Officers of the Funds

Hideo Tanaka (age 58) has been President of JEQ since December 2006, President and Chief Executive Officer of Daiwa SB Investments (USA) Ltd. since November 2006, Executive Officer and Head of Fixed-Income Management of Daiwa SB Investments Ltd. from 2003 to 2006 and Chief Global Strategist of Daiwa SB Investments Ltd. from 1995 to 2003. Mr. Tanaka's address is 32 Old Slip, New York, New York 10005.
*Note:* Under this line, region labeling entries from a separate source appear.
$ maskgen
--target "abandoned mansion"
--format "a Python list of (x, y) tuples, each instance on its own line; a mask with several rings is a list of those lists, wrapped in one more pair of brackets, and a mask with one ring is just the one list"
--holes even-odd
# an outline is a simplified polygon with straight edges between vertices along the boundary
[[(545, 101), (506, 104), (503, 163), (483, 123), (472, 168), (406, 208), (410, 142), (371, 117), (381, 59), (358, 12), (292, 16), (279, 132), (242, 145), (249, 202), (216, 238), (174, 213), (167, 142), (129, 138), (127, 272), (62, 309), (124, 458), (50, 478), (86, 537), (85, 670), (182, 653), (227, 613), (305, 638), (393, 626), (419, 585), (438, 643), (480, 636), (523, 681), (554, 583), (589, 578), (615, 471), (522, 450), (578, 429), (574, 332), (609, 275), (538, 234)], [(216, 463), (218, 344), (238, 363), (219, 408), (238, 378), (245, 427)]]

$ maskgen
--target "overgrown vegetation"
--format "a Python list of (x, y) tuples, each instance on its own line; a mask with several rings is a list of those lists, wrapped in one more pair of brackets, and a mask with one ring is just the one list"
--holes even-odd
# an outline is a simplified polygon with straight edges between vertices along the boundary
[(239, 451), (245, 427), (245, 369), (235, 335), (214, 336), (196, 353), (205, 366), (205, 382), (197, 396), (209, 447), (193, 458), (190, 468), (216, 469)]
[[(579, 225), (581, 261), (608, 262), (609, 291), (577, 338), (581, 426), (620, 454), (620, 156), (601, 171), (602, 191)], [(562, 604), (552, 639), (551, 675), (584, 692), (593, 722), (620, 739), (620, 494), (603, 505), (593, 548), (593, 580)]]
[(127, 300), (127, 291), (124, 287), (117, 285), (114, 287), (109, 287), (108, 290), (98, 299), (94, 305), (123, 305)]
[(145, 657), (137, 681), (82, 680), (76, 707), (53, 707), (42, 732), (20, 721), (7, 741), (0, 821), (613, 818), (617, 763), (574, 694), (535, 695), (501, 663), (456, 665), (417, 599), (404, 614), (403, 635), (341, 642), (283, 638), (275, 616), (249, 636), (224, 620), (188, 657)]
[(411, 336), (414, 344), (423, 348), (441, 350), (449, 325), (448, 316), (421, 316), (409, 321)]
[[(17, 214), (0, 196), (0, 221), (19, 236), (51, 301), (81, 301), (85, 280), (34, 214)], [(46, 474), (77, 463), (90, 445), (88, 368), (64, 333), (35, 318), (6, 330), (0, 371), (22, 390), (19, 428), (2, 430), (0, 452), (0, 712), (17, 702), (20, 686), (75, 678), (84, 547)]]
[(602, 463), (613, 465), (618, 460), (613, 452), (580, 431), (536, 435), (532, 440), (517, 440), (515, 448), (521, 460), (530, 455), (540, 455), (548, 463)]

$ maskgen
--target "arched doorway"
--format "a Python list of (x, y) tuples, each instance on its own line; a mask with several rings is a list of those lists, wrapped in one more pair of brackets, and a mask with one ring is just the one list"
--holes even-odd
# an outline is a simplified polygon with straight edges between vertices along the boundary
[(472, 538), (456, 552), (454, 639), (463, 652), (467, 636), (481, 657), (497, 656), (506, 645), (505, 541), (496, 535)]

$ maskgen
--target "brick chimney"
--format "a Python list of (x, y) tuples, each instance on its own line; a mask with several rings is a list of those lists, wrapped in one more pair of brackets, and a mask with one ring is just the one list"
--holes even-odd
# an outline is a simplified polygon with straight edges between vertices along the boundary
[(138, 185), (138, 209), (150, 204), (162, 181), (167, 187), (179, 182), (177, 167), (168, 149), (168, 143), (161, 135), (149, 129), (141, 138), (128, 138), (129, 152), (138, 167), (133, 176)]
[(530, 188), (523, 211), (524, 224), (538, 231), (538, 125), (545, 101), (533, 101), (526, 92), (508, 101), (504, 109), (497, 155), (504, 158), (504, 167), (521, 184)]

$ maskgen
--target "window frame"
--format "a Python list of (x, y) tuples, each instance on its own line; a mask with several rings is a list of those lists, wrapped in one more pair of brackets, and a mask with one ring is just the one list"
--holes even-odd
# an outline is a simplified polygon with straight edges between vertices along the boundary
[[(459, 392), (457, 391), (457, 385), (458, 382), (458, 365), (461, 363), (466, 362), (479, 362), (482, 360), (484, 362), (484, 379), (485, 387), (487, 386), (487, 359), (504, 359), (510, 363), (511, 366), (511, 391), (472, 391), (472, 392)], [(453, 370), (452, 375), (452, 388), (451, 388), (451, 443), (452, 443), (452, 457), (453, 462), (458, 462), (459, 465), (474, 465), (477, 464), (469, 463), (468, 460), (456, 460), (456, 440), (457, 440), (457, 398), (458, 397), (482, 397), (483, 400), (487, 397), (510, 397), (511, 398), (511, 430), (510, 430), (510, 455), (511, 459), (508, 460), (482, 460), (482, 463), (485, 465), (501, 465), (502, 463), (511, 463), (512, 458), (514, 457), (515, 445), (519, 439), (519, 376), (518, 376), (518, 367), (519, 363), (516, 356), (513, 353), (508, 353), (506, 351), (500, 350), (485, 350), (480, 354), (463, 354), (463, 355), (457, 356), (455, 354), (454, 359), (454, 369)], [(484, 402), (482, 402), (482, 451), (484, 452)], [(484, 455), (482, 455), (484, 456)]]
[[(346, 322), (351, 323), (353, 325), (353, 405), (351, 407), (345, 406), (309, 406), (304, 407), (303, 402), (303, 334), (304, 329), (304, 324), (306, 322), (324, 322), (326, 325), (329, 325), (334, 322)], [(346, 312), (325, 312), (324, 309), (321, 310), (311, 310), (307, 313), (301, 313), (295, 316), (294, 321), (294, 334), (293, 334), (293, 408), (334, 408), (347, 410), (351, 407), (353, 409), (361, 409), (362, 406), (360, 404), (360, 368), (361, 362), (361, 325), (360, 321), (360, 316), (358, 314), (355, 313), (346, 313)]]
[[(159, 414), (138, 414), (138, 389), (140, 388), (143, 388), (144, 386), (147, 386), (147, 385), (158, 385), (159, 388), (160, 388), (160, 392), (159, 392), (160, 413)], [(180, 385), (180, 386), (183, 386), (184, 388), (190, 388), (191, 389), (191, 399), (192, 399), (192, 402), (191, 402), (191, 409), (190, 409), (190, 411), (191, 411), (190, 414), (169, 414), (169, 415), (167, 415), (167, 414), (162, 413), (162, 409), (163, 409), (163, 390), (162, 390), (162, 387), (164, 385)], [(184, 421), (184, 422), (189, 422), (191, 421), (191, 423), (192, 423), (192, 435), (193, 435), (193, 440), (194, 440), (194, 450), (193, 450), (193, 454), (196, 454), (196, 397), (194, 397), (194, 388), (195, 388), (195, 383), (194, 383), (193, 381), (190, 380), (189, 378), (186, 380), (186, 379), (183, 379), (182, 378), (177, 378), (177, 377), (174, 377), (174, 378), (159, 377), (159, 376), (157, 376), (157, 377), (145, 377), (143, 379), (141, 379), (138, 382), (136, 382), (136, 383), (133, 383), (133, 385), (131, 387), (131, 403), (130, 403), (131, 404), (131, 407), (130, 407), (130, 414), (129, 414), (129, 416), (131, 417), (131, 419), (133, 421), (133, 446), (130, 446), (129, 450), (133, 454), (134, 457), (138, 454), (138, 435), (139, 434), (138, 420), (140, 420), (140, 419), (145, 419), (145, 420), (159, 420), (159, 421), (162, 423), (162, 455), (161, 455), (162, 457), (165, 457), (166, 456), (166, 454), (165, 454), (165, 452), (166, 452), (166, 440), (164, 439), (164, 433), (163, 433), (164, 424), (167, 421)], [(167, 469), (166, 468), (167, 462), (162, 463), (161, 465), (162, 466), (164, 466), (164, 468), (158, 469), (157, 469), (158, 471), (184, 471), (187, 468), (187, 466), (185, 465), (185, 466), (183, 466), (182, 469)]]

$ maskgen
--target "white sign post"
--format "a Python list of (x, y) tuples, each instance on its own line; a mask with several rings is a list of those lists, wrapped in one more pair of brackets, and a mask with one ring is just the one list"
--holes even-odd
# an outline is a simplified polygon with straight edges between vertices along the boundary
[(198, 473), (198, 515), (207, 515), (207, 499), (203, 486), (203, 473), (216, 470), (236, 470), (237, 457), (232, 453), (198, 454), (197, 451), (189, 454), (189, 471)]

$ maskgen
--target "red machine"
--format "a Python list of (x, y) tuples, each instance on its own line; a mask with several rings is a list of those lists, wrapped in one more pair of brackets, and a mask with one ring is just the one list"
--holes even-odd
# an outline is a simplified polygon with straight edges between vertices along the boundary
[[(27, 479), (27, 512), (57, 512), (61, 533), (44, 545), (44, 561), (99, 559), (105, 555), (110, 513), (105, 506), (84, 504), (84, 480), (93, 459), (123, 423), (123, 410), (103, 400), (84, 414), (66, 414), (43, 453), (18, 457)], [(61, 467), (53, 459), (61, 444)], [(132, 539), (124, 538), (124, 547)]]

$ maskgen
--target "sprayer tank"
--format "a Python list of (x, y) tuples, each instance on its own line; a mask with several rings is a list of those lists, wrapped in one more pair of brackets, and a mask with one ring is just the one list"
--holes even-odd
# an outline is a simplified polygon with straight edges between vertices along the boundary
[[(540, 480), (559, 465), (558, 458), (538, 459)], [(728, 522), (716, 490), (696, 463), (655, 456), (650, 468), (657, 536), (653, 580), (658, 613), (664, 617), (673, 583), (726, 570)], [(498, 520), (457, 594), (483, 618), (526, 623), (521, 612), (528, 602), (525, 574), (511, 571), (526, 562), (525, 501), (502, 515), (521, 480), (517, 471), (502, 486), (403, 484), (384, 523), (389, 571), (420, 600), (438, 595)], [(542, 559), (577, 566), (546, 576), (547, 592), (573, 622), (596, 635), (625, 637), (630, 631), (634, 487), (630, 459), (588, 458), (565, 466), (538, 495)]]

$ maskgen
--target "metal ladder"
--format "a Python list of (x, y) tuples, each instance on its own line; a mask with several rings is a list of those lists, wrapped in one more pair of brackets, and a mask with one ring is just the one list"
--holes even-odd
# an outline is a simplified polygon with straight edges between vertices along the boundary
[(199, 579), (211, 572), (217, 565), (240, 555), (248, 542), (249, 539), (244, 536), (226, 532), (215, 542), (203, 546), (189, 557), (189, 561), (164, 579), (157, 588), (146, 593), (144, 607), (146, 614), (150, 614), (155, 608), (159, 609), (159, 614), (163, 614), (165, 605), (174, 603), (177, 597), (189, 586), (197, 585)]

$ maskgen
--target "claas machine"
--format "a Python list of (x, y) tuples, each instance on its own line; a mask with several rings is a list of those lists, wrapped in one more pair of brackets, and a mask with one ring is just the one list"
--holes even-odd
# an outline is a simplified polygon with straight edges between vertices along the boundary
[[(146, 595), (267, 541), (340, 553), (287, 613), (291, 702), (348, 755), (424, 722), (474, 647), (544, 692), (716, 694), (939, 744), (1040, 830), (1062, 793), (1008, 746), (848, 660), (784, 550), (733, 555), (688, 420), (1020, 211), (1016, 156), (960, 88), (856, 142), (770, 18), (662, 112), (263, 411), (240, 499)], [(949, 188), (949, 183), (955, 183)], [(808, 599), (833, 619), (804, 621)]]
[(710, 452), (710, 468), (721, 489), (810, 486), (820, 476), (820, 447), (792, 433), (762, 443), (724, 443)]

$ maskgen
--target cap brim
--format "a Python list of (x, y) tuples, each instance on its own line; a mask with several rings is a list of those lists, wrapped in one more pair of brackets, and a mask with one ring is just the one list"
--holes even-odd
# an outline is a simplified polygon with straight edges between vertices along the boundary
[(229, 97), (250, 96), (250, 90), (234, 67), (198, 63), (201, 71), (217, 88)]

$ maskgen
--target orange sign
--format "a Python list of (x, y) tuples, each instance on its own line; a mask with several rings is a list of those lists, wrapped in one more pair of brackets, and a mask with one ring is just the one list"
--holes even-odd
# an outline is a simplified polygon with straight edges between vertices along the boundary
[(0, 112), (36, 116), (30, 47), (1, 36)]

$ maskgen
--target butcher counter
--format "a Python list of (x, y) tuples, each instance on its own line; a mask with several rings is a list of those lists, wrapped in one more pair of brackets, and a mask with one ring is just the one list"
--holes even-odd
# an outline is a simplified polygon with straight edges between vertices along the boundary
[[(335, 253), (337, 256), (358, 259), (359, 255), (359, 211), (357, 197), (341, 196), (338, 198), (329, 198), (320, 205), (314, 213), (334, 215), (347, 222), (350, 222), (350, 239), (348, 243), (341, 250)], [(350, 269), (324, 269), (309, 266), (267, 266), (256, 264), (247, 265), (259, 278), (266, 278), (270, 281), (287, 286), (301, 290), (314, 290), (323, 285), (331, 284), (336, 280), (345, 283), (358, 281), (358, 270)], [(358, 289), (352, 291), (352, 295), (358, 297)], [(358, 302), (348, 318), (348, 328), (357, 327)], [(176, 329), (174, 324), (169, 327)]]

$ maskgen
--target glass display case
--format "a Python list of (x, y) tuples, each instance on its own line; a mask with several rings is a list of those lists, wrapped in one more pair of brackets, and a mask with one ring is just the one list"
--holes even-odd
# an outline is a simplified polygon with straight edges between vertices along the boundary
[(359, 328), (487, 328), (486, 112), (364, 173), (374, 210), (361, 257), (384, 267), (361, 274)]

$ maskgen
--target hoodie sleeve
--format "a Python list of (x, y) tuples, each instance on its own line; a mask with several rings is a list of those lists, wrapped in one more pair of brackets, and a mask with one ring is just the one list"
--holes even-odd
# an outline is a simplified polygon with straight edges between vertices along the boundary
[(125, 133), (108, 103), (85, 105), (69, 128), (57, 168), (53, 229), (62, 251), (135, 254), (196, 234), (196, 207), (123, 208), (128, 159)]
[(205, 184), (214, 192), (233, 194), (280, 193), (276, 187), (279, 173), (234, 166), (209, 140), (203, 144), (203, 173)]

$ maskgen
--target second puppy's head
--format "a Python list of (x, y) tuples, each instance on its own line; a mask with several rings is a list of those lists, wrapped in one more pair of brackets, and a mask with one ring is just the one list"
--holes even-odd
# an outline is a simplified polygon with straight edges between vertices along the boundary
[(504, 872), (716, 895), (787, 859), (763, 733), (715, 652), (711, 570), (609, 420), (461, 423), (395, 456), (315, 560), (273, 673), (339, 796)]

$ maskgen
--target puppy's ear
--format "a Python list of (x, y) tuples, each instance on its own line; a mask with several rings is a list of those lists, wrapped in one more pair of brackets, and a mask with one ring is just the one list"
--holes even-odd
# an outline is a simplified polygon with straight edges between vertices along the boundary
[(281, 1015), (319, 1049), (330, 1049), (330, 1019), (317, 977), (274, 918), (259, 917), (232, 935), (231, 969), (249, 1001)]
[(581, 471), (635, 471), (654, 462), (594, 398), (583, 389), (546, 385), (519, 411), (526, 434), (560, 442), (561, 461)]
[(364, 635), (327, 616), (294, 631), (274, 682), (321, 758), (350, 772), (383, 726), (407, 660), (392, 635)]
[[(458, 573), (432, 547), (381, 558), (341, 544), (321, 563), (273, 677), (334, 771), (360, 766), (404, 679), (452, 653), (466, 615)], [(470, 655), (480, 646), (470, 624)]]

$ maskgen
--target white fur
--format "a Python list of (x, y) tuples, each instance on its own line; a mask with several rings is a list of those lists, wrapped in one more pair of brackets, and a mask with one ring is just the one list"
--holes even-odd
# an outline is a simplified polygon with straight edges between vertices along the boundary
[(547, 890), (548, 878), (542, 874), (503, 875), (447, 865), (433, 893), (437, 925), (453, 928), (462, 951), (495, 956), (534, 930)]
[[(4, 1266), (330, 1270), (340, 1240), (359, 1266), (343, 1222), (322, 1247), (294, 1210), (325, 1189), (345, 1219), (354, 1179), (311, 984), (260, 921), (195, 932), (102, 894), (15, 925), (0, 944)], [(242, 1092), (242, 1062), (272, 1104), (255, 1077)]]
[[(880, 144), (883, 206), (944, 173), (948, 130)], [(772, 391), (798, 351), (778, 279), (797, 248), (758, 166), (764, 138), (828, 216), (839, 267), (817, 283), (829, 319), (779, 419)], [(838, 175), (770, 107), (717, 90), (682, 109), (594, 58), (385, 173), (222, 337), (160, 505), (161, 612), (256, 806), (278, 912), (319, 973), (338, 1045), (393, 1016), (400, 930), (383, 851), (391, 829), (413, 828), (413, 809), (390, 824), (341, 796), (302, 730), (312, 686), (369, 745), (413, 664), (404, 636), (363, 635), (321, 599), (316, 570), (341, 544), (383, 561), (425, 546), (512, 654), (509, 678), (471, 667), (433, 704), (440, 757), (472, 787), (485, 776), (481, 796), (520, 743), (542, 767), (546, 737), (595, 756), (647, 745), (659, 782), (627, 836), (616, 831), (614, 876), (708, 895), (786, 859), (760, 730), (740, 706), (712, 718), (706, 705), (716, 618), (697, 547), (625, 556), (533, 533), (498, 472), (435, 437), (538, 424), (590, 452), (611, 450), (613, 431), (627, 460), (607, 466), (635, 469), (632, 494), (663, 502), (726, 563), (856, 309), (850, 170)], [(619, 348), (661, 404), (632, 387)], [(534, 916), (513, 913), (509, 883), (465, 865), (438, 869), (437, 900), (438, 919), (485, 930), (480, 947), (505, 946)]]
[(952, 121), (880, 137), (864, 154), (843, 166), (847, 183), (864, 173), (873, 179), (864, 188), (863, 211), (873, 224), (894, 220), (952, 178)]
John J. O'Keefe (age 49) has been Vice President and Treasurer of the Funds since June 2000 and Vice President of the Fund Accounting Department of DSTC since June 2000. Mr. O'Keefe's address is One Evertrust Plaza, Jersey City, New Jersey 07302-3051.

Yuko Tatezawa (age 29) has been Secretary of the Funds since March 2004 and has worked in the Client Reporting Department of DSTC since June 2002. Ms. Tatezawa's address is One Evertrust Plaza, Jersey City, New Jersey 07302-3051.

Anthony Cambria (age 53) has been the Chief Compliance Officer of the Funds since September 2004 and Director and Executive Vice President of DSTC since 1999. Mr. Cambria's address is One Evertrust Plaza, Jersey City, New Jersey 07302-3051.

Leonard B. Mackey, Jr. (age 57) has been Assistant Secretary of the Funds since September 2004 and has been a consultant since 2007 and was a partner from 1983 to 2007 in the law firm of Clifford Chance US LLP. Mr. Mackey's address is 31 West 52nd Street, New York, New York 10019.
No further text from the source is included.